IMPROVED FILLER HEAD

Abstract

The invention relates to a filler head (23) for a storage system comprising a body with a main part (31) closed by a cover part, and being configured to receive a distribution nozzle of a fluid and configured to be connected, in a tighten manner, to a filling line and a venting line of a fluid tank, the filler head (23) further comprising a buffer volume (33) so as to reduce the speed of flow (V) coming from the venting line (21), the buffer volume (33) being in one-piece with the main part (31) and is closed by the cover part so as to limit fluid projection from the filler head (23) during refilling.

Claims

1. A head for a storage system comprising a body with a main part closed by a cover part, and being configured to receive a distribution nozzle of a fluid and configured to be connected, in a tighten manner, to a filling line and a venting line of a fluid tank, the filler head further comprising a buffer volume so as to reduce the speed of flow (V) coming from the venting line, wherein the buffer volume is in one-piece with the main part and is closed by the cover part so as to limit fluid projection from the filler head during refilling, and wherein the body comprises a cavity integrated in the main part and in which the fluid is guided to the filling line, a separating device being mounted within the cavity between the main part and the cover part so as to improve the partitioning of the flow (V) coming from the venting line and the flow (F) going to the filling line.

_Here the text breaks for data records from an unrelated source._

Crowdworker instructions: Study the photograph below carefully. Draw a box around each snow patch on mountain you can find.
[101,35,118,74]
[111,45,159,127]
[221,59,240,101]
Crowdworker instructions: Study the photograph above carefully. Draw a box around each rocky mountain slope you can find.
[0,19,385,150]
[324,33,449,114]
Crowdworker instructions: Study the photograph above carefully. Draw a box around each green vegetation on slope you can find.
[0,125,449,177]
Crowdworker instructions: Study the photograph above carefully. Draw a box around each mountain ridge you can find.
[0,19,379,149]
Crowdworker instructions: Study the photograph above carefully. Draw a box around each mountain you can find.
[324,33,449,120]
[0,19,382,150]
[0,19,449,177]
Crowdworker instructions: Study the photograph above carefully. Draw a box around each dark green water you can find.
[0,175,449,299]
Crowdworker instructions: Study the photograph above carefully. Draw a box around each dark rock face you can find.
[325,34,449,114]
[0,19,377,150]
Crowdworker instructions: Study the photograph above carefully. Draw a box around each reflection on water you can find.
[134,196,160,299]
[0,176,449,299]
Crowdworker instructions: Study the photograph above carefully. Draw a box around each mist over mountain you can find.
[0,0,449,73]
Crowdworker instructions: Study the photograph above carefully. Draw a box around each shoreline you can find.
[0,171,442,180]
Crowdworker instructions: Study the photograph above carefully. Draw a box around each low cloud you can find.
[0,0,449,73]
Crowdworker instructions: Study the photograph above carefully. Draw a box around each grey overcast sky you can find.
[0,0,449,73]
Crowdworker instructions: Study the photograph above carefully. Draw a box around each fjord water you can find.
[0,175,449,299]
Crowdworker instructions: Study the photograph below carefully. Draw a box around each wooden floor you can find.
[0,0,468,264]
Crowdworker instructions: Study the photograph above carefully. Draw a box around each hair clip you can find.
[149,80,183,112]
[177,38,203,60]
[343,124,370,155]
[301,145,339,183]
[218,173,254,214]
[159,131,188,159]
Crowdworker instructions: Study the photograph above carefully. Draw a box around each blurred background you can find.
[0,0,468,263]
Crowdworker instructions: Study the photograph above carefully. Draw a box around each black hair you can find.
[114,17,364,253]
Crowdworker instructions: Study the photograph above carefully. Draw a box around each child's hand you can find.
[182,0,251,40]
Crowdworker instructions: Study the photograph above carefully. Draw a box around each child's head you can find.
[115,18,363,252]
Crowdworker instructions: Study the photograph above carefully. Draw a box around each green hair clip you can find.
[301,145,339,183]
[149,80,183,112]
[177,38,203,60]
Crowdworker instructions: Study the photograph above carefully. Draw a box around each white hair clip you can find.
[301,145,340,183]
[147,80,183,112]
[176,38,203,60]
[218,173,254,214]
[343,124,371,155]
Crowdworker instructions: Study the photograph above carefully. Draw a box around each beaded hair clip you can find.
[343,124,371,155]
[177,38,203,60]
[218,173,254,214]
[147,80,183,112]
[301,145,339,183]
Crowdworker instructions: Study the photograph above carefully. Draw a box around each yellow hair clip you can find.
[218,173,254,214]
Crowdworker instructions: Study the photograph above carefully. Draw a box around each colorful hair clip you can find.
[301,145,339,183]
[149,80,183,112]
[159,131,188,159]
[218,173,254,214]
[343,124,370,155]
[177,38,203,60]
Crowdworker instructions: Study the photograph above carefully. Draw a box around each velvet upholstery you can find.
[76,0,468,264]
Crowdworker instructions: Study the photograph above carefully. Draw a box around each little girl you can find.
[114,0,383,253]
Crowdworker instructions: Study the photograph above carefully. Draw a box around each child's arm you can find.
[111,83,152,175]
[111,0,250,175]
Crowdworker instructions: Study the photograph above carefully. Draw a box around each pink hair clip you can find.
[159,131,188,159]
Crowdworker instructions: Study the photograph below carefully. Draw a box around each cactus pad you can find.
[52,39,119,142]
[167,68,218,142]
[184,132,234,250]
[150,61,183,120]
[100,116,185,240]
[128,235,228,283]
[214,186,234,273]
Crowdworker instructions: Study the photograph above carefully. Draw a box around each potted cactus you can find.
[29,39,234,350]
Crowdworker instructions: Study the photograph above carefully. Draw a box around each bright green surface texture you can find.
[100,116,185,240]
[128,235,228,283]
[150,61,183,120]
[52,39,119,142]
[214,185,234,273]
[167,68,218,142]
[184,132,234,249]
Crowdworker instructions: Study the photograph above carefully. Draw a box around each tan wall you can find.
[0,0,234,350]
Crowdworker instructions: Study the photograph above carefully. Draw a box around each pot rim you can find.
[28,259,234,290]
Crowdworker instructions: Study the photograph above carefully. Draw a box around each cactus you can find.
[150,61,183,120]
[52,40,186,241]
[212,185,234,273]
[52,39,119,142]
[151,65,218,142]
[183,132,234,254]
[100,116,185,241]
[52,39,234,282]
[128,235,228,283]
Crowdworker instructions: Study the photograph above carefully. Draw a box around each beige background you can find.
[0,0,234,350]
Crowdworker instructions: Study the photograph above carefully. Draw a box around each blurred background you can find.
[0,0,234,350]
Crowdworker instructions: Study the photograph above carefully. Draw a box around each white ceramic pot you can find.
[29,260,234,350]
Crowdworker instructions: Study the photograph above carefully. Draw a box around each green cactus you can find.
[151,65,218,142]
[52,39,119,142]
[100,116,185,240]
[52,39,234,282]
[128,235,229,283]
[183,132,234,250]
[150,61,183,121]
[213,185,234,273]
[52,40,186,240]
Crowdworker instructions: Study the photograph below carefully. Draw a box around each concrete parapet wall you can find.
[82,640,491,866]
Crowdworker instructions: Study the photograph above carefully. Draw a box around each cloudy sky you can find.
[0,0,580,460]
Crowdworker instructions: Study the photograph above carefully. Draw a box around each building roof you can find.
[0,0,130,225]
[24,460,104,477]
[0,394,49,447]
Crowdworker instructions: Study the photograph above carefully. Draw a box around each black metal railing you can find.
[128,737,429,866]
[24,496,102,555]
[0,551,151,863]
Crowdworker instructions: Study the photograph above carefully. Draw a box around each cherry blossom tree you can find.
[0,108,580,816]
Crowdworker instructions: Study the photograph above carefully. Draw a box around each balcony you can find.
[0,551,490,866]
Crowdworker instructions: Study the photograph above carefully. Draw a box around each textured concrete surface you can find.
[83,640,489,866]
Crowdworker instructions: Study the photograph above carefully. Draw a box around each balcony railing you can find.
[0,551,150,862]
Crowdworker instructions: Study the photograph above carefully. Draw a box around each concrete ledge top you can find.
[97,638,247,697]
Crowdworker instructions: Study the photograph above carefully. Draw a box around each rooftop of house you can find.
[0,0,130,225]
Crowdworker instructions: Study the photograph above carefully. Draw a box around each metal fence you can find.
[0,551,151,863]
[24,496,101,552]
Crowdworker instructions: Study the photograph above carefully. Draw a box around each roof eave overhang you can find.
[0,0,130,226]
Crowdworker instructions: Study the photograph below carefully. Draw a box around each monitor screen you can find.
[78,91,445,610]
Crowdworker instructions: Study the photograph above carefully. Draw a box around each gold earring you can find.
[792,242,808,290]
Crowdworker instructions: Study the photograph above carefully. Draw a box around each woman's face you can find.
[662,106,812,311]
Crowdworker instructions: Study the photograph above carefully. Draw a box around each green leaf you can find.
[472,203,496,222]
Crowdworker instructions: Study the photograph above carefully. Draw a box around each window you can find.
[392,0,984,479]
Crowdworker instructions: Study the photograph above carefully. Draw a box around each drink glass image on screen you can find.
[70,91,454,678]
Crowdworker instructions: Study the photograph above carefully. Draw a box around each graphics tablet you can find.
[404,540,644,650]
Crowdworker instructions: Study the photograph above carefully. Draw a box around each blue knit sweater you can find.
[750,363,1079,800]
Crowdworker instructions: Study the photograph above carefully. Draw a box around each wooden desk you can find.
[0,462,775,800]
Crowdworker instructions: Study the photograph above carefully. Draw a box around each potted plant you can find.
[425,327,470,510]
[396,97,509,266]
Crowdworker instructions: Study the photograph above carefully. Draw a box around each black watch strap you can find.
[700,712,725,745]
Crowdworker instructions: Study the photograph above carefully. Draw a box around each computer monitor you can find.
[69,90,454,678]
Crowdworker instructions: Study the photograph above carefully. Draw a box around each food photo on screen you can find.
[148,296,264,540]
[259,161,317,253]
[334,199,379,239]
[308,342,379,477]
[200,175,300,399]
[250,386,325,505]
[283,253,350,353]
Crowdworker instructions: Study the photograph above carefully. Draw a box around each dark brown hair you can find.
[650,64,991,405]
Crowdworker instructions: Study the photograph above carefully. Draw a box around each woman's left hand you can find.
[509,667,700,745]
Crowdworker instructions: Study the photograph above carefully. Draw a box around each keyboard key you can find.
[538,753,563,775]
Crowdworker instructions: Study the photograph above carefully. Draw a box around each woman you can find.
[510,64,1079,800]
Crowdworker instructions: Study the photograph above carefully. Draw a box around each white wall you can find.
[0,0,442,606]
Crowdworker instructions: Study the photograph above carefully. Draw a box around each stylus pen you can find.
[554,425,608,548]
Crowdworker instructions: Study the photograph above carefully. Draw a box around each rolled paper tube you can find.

2. The filler head according to claim 1, wherein the cover part is a substantially planar part so as to position the buffer volume at the same level than the cavity.

3. The filler head according to claim 1, wherein the cover part comprises a protruding guiding element permitting to receive the distribution nozzle.

4. The filler head according to claim 3, wherein the protruding guiding element is closed in a tighten manner by a cap.

5. The filler head according to claim 1, wherein the cavity is separated from the buffer volume by a common wall, an aperture in the common wall allowing the buffer volume to communicate with the cavity.

6. The filler head according to claim 5, wherein an edge of the aperture is formed by the cover part.

7. The filler head according to claim 1, wherein the separating device is removable so as to be replaceable.

8. The filler head according to claim 1, wherein the separating device further comprises a venting element comprising at least one hole that allows the flow (V) of air coming from the venting line to pass through a body of the separating device in order to be expelled outside the filler head.

9. The filler head according to claim 1, wherein the separating device further comprises a shielding element comprising at least one partial flange and/or at least one transversal rib protruding from the external surface of body of the separating device.

10. The filler head according to claim 15, wherein the shielding element at least partially surrounds the hole of the venting element in order to allow only the passage of air through the hole.

11. The filler head according to claim 1, wherein the separating device further comprises a securing element comprises at least one tenon protruding from the internal wall of the cavity that each cooperates with a corresponding mortise mounted onto the external surface of a body of the separating device.

12. The filler head according to claim 1, wherein the cover part is secured to the main part in a tighten manner by welding.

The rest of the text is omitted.